Come early, stay late and get loud!
Abbiamo fatto mille valutazioni prima di decidere se partecipare i meno al rodeo BBB (Bulls, Bands and Barrells) che era in programma ieri sera a Fort Worth. Indecisi perché non sapevamo cosa aspettarci, anche se sapevamo che cruento (almeno verso gli animali) non sarebbe stato. In più, il bambino X frenava gli istinti, millantando non so bene quale paura nel vedere persone a cavallo dei tori. Alla fine, dopo diversi tira e molla e passaggi alla biglietteria (e dopo aver capito che avevo sbagliato a calcolare il giorno della partita dei Dallas Cowboys), Ziveri è tornato brandendo quattro biglietti che ci hanno assicurato un’ottima visuale su uno spettacolo davvero divertente e che mai mi sarei aspettata.

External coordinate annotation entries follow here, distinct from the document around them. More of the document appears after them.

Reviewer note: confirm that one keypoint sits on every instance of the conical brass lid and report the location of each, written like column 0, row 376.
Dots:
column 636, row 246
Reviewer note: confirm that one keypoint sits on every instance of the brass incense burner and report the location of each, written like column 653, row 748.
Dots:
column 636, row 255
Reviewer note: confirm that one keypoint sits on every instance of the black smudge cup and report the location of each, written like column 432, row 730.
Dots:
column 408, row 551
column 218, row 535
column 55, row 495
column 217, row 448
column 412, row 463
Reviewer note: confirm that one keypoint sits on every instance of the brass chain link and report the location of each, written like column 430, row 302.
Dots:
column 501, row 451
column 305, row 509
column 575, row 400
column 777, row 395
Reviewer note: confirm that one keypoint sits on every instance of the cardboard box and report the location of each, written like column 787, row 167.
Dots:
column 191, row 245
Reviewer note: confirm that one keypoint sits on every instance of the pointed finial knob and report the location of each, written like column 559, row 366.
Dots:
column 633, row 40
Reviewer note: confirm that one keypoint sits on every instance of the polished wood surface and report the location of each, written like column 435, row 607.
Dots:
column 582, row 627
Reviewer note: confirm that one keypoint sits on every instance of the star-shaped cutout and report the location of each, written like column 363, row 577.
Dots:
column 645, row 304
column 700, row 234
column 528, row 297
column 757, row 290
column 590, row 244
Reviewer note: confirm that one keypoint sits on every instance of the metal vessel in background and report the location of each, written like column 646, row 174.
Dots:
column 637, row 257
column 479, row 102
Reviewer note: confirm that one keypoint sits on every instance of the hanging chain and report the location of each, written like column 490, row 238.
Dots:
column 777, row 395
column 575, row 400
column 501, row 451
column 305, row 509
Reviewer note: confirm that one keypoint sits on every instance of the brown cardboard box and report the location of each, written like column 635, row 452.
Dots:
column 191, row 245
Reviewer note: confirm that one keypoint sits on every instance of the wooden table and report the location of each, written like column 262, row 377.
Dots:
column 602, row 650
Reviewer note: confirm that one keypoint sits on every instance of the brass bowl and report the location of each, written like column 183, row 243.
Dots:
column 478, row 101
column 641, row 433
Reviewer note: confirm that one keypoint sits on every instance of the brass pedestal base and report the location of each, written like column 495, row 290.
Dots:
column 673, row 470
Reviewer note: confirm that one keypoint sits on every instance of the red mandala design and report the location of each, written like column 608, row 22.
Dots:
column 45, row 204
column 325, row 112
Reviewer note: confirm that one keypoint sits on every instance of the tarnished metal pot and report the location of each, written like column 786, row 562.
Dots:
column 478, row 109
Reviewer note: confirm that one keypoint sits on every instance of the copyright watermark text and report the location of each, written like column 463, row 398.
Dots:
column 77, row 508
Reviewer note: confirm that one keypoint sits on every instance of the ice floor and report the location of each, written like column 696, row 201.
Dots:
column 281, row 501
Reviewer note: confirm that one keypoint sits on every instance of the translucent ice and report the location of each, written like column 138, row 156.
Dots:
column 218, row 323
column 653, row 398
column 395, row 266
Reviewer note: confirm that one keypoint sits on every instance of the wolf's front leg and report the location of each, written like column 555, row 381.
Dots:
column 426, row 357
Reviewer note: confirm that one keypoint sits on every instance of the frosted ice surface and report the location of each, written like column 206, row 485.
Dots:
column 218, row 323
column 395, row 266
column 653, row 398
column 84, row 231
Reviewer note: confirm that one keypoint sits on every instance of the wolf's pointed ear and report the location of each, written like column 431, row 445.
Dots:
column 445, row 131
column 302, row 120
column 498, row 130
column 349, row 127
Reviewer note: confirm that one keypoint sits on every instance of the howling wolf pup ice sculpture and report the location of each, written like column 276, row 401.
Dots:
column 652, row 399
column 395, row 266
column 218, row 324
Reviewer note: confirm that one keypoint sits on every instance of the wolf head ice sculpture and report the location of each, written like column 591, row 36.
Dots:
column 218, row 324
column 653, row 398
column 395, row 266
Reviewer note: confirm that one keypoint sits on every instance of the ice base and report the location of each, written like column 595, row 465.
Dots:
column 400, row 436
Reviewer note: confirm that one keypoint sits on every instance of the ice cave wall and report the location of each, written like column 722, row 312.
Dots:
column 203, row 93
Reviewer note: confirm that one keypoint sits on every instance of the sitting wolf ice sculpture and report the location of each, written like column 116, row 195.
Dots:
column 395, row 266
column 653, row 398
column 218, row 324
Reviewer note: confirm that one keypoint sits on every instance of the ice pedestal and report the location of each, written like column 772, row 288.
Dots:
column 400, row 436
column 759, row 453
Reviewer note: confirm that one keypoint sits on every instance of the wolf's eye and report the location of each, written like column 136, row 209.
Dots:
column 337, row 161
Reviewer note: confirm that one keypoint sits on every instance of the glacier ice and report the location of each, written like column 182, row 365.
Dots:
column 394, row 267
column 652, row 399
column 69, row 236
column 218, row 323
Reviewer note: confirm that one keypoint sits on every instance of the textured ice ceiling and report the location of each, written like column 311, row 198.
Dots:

Intanto eravamo al chiuso, in una specie di grande stadio con al centro il campo di terra battuta e le sedie tutte intorno con – da una parte – un palco per la musica dal vivo e – dall’altra – i cancelli da cui uscivano i tori e i cavalli.
Lo speaker fa partire lo spettacolo alle 19 in punto, ringraziando tutte le persone che rendono possibile la realizzazione dell’evento: pompieri, personale medio, organizzatori, polizia. Segue un saluto e un applauso per chi ha servito (o serve) nelle forze armate americane e un saluto per chi è texano, per chi non è texano e, infine, per chi non è americano.
Poi ci si alza tutti insieme per una preghiera congiunta, a cui segue l’inno americano cantato da una ragazzina di 14 anni senza musica. Mentre canta, una ragazza percorre la pista a cavallo sventolando una bandiera americana, aumentando di ritmo man mano che l’inno procede. Tutti sono con il cappello sul cuore o la mano. Anche noi, che non c’entriamo niente, ci commuoviamo.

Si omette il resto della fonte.